# Pandas basics 

Hi! In this programming assignment you need to refresh your `pandas` knowledge. You will need to do several [`groupby`](https://pandas.pydata.org/pandas-docs/stable/generated/pandas.DataFrame.groupby.html)s and [`join`]()`s to solve the task. 

In [None]:
import pandas as pd
import numpy as np
import os
import matplotlib.pyplot as plt
%matplotlib inline 

In [None]:
DATA_FOLDER = './data/'

transactions    = pd.read_csv(os.path.join(DATA_FOLDER, 'sales_train.csv.gz'))
items           = pd.read_csv(os.path.join(DATA_FOLDER, 'items.csv'))
item_categories = pd.read_csv(os.path.join(DATA_FOLDER, 'item_categories.csv'))
shops           = pd.read_csv(os.path.join(DATA_FOLDER, 'shops.csv'))

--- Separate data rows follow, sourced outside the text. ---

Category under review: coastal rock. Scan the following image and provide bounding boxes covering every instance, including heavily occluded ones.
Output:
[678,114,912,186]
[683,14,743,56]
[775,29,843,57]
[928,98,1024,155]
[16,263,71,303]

The dataset we are going to use is taken from the competition, that serves as the final project for this course. You can find complete data description at the [competition web page](https://www.kaggle.com/c/competitive-data-science-final-project/data). To join the competition use [this link](https://www.kaggle.com/t/1ea93815dca248e99221df42ebde3540).

# Task

Let's start with a simple task. 

<ol start="0">
  <li><b>Print the shape of the loaded dataframes and use [`df.head`](https://pandas.pydata.org/pandas-docs/stable/generated/pandas.DataFrame.head.html) function to print several rows. Examine the features you are given.</b></li>
</ol>

In [None]:
print(f"Transaction shape: {transactions.shape}, head is:")
transactions.head()

In [None]:
print(f"Items shape: {items.shape}, head is:")
items.head()

In [None]:
print(f"Item categories shape: {item_categories.shape}, head is:")
item_categories.head()

In [None]:
print(f"Shops shape: {shops.shape}, head is:")
shops.head()

Now use your `pandas` skills to get answers for the following questions. 
The first question is:

1. ** What was the maximum total revenue among all the shops in September, 2014?** 


* Hereinafter *revenue* refers to total sales minus value of goods returned.

*Hints:*

* Sometimes items are returned, find such examples in the dataset. 
* It is handy to split `date` field into [`day`, `month`, `year`] components and use `df.year == 14` and `df.month == 9` in order to select target subset of dates.
* You may work with `date` feature as with strings, or you may first convert it to `pd.datetime` type with `pd.to_datetime` function, but do not forget to set correct `format` argument.

In [None]:
transactions['item_value'] = transactions.item_price * transactions.item_cnt_day
transactions.datetime = pd.to_datetime(transactions.date, format="%d.%m.%Y")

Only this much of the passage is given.